Throughout the month of April, an exhibit of artwork by ABC of NC students is on display at the Southeastern Center for Contemporary Arts (SECCA) in celebration of Autism Awareness and Acceptance Month. A reception for ABC of NC families and friends will be held at SECCA on Thursday, April 28 from 5:30-8 pm. All are invited.

The exhibit features mixed-media artwork created by children (ages two to 21) with autism, under the guidance of artist-in residence, K. Wood. The exhibition also features work created by ABC of NC students as part of a partnership with SECCA and The Engaging Educator. The project was made possible, in part, through a generous grant from the Arts Council of Winston-Salem and Forsyth County.

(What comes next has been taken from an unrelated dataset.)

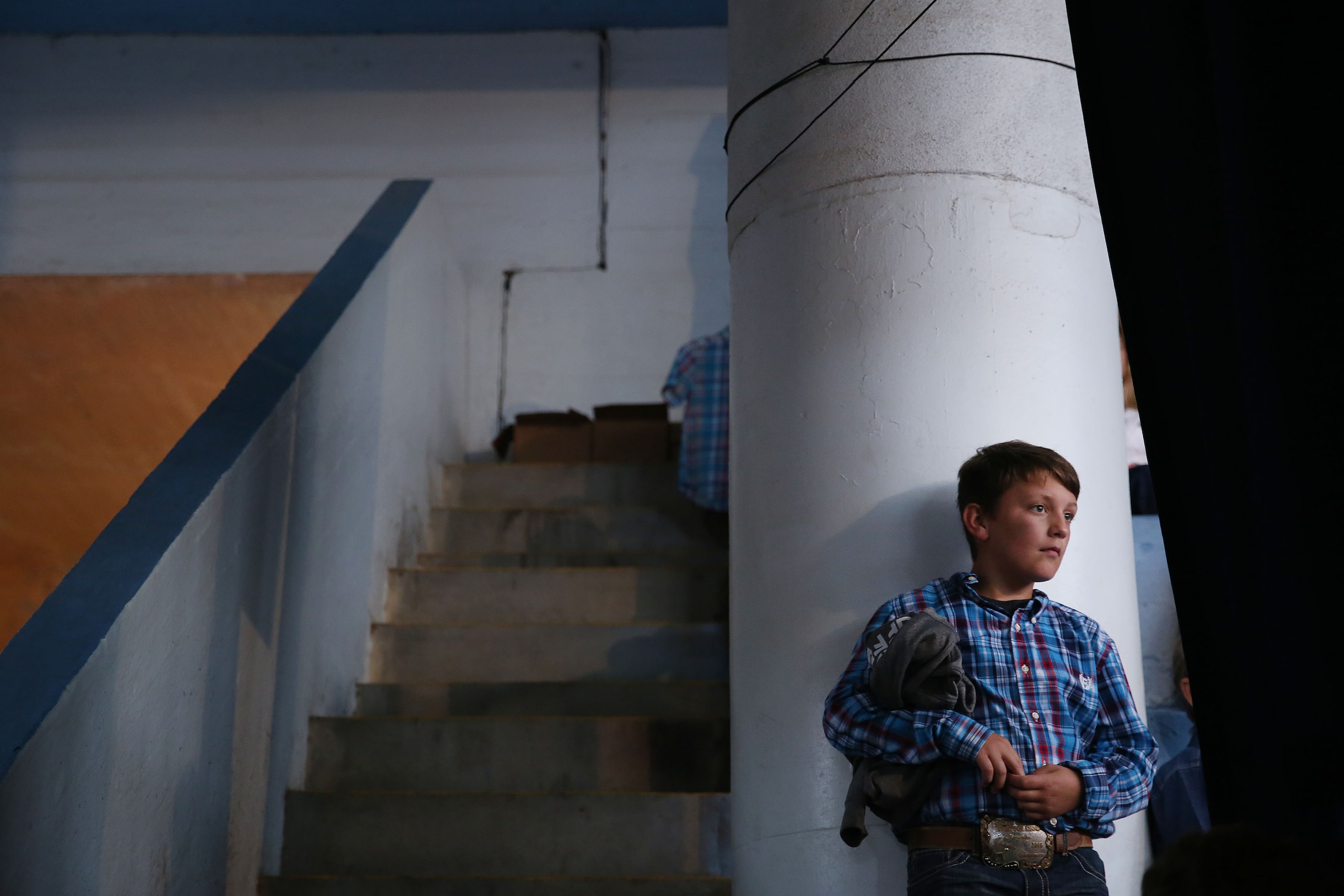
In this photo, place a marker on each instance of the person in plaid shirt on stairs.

“The process we used to craft the artwork for the exhibit incorporated multiple techniques and a variety of layers to create pieces that had depth and interest,” remarked artist in residence K. Wood. “Many individuals with autism can be over-stimulated by sensory input, so it was important that the process be sensitive to these challenges. To this end, we offered a variety of ways for the kids to interact with the media. Kids could use their fingers or take advantage of a variety of gadgets and tools, from cotton swabs and saran wrap to paint brushes and rollers.”

Under Wood’s guidance, the children began with small individual projects so they could develop a comfort level with the process and tools, and then moved on to larger group pieces that offered expanded opportunities for collaboration. The individual pieces were mounted on mat board and will be sent home with families, while the larger group projects have been framed for a permanent installment at ABC of NC.

When speaking about the collaboration with SECCA, Jen Brown with The Engaging Educator reflected on what she considers to be the biggest success of the program, “Many museums have a ‘be quiet and admire the art’ reverence which can create anxiousness even among typically developing children. It was important to all of us working on the project that our guests with autism feel at ease and be able to make connections between the art they see in the museum and their everyday lives.”

Brown, alongside SECCA program coordinator Alex Brown, ¬†helped prepare the children for their visit to the museum with a social story and pre-visits, and once they were on-site, SECCA offered an assortment of touch-friendly objects for exploration, coordinated museum walks, and incorporated multi-model engagement strategies– moving like butterflies, posing like sea creatures, imagining textures–to view the art.”

Through this collaboration we created experiences that helped the children understand how to interact with art in the museum in an appropriate way and established SECCA as a place where they can feel comfortable being themselves. And really, isn’t that the experience we want everyone to have in a museum environment?